Inspired by #100DaysOfCode, I've decided to challenge myself into becoming a Data Engineer by studying and building Data/ML pipeline for 10-12 hours every day for the next 60 days. This started today 3rd of September and should be finished by 4th of November, 2019. My focus will be on ML/DL pipeline and Data Engineering tools around it such as KubeFlow, Apache Airflow, Apache Spark, Apache Kafka, and Tensorflow. I will document my progress on Github and update daily logs in LinkedIn.
Today's Progress: Today was no a productive day. Only finish Week 1 content of Natural Language Processing with Tensorflow course.
Thoughts: I am excited and looking forward to start Insight Data Engineering Fellows Program on September 9th 2019.
Today's Progress: Today I finished the Introduction to TensorFlow for Artificial Intelligence, Machine Learning, and Deep Learning course on Coursera.

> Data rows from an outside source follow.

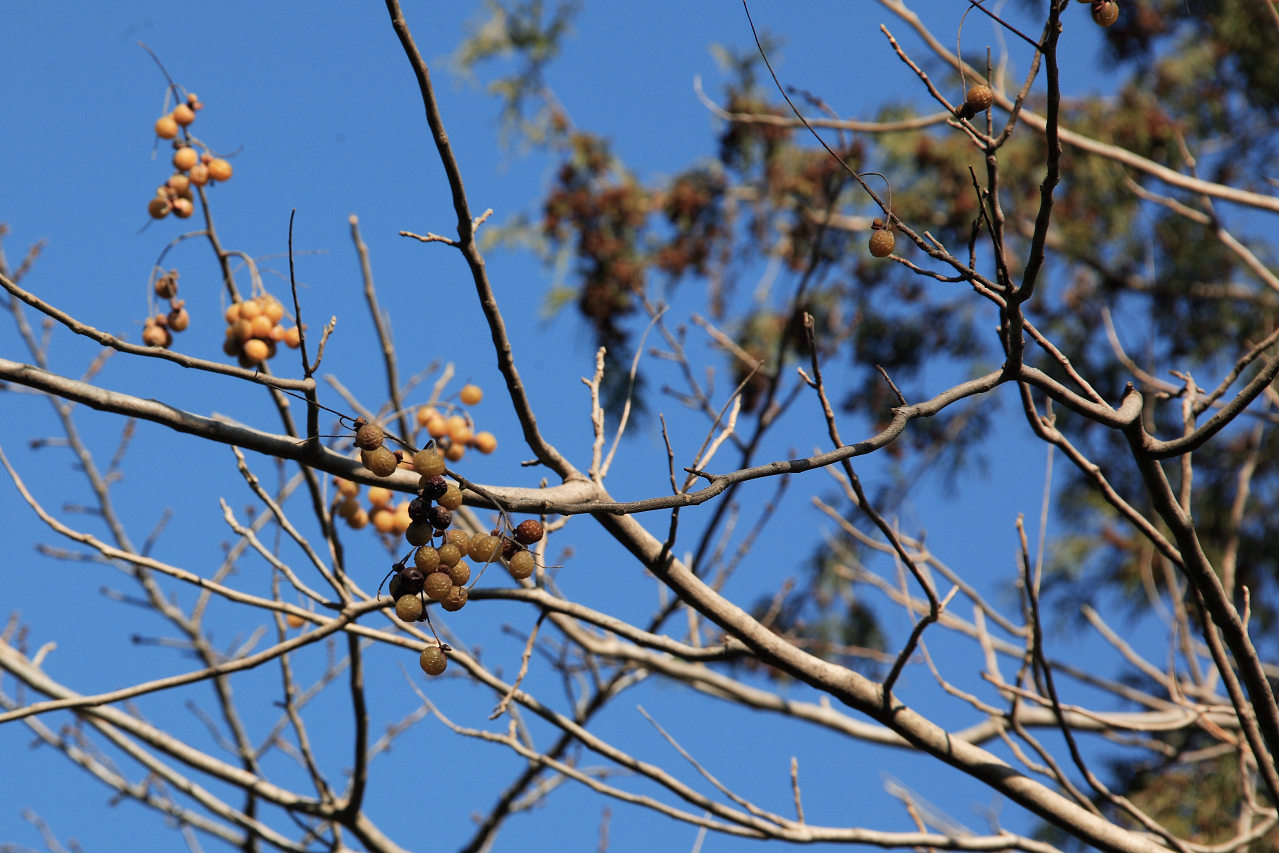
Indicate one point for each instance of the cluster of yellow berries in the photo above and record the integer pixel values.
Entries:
(160, 326)
(453, 434)
(193, 169)
(253, 329)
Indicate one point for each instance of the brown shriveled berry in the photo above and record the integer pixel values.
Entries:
(977, 100)
(528, 531)
(156, 335)
(408, 608)
(432, 660)
(521, 565)
(179, 319)
(883, 243)
(166, 285)
(1105, 12)
(379, 461)
(370, 436)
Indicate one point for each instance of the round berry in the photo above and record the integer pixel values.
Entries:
(156, 335)
(883, 243)
(370, 436)
(432, 487)
(528, 531)
(459, 573)
(438, 585)
(219, 169)
(418, 508)
(455, 600)
(179, 319)
(1105, 12)
(165, 127)
(381, 462)
(432, 660)
(408, 608)
(426, 559)
(429, 462)
(484, 549)
(436, 427)
(521, 565)
(979, 99)
(183, 159)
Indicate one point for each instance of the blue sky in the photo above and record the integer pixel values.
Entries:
(320, 108)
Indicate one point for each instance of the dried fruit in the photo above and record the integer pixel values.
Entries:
(883, 243)
(432, 660)
(528, 531)
(1105, 12)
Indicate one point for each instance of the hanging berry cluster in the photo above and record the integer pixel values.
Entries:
(453, 434)
(436, 569)
(192, 168)
(160, 326)
(253, 329)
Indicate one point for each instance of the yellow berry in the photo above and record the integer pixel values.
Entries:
(166, 127)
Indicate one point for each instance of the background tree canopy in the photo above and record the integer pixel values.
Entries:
(975, 536)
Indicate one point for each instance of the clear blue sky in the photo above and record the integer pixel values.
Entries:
(324, 114)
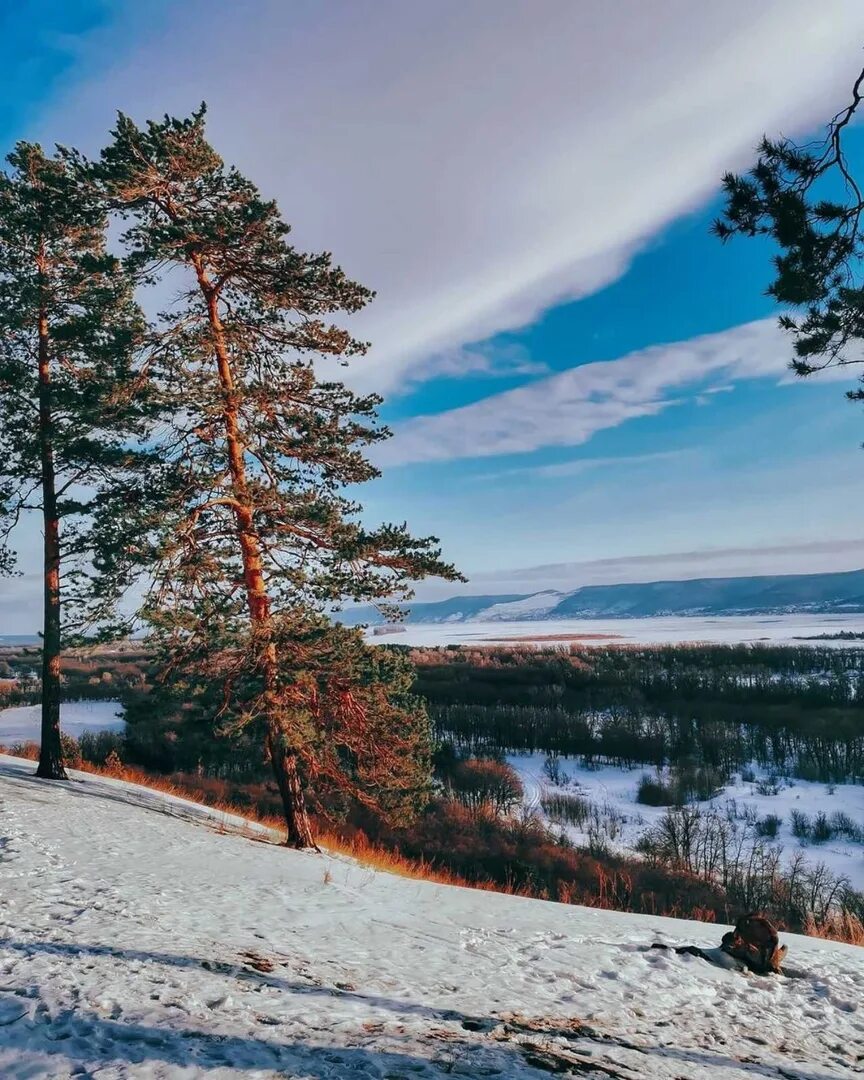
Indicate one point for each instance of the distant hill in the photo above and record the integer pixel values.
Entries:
(786, 594)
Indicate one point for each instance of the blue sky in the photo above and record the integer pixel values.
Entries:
(557, 335)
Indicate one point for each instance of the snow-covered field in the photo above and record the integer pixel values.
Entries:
(21, 723)
(142, 936)
(779, 630)
(613, 788)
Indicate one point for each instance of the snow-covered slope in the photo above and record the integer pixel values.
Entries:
(143, 937)
(528, 607)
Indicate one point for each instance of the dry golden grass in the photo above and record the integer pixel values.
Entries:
(844, 928)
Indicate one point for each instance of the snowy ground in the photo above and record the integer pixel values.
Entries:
(140, 937)
(725, 630)
(613, 788)
(21, 723)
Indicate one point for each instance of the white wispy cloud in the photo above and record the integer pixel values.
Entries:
(474, 163)
(567, 408)
(580, 466)
(821, 556)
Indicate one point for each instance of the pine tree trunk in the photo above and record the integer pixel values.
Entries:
(51, 751)
(282, 757)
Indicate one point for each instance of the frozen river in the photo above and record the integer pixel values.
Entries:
(673, 630)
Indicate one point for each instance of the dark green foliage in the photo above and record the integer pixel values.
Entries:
(808, 202)
(54, 262)
(257, 534)
(70, 395)
(652, 792)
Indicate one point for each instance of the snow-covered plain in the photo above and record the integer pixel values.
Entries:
(673, 630)
(612, 788)
(21, 723)
(143, 936)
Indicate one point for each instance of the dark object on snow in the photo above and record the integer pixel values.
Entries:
(756, 942)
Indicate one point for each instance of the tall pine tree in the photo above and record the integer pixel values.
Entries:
(808, 201)
(70, 395)
(257, 535)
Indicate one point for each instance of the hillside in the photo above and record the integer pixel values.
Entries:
(144, 936)
(784, 594)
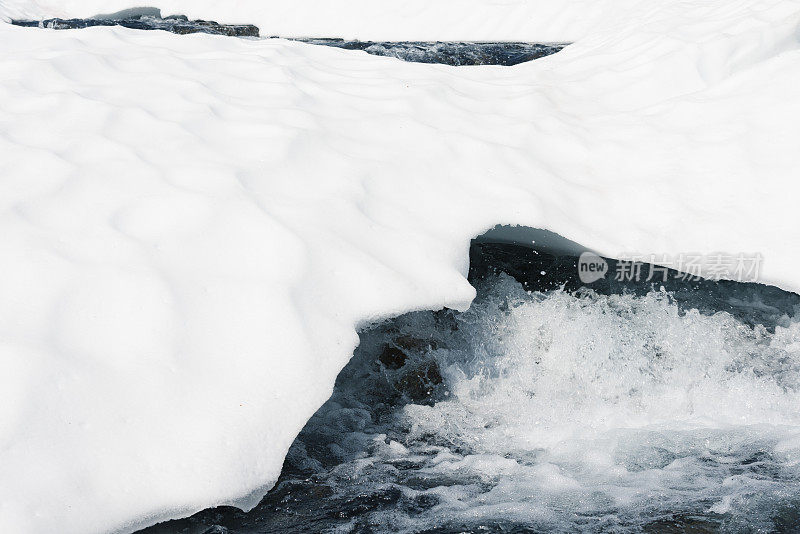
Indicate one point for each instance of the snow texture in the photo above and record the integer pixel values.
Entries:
(193, 227)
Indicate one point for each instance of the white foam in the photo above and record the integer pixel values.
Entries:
(192, 227)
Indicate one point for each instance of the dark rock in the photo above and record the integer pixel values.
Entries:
(392, 358)
(176, 24)
(449, 53)
(420, 383)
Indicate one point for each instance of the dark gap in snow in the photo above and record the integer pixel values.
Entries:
(441, 422)
(447, 53)
(175, 24)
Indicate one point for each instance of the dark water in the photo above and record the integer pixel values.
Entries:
(551, 407)
(447, 53)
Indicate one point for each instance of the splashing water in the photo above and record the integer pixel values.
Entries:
(553, 411)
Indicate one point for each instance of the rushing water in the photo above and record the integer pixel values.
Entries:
(562, 410)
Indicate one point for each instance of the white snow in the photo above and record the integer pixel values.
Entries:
(192, 227)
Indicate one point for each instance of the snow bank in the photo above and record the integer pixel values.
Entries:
(192, 227)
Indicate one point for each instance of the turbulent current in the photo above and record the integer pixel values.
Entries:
(556, 410)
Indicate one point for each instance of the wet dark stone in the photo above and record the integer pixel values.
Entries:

Thoughts: It was not a difficult course. However, it gave me a solid understanding of Tensorflow 2.0 API and Convolutional Neural Networks (ConvNets). Building some simple image classifiers were fun.
Useful Links:
👉 Introduction to TensorFlow for Artificial Intelligence, Machine Learning, and Deep Learning https://www.coursera.org/learn/introduction-tensorflow
👉 Fashion MNIST with Keras and TPUs https://research.google.com/seedbank/seed/fashion_mnist_with_keras_and_tpus
👉 Understanding Convolutions https://colah.github.io/posts/2014-07-Understanding-Convolutions/
Today's Progress: Today I started TensorFlow in Practice Specialization from deeplearning.ai
. I am in week 4 of Introduction to TensorFlow for Artificial Intelligence course.
Thoughts: I like the way Al Advocate (Instructor) introduced Convolutional neural network by building a simple classifier using fashion mnist dataset and Tensorflow. TensorFlow in Practice Specialization is hands-on. Looking forward to learn more about TensorFlow.
Useful Links:
👉 TensorFlow in Practice Specialization https://www.coursera.org/specializations/tensorflow-in-practice
👉 Different Convolution Filters https://lodev.org/cgtutor/filtering.html
👉 Machine Learning Fairness https://developers.google.com/machine-learning/fairness-overview/
👉 Collection of Interactive Machine Learning Examples https://research.google.com/seedbank/
👉 Step-by-step Guide to Install TensorFlow 2 https://medium.com/@cran2367/install-and-setup-tensorflow-2-0-2c4914b9a265
Today's Progress: I wrote a blog post on LinkedIn where I explained Apache Airflow core concepts.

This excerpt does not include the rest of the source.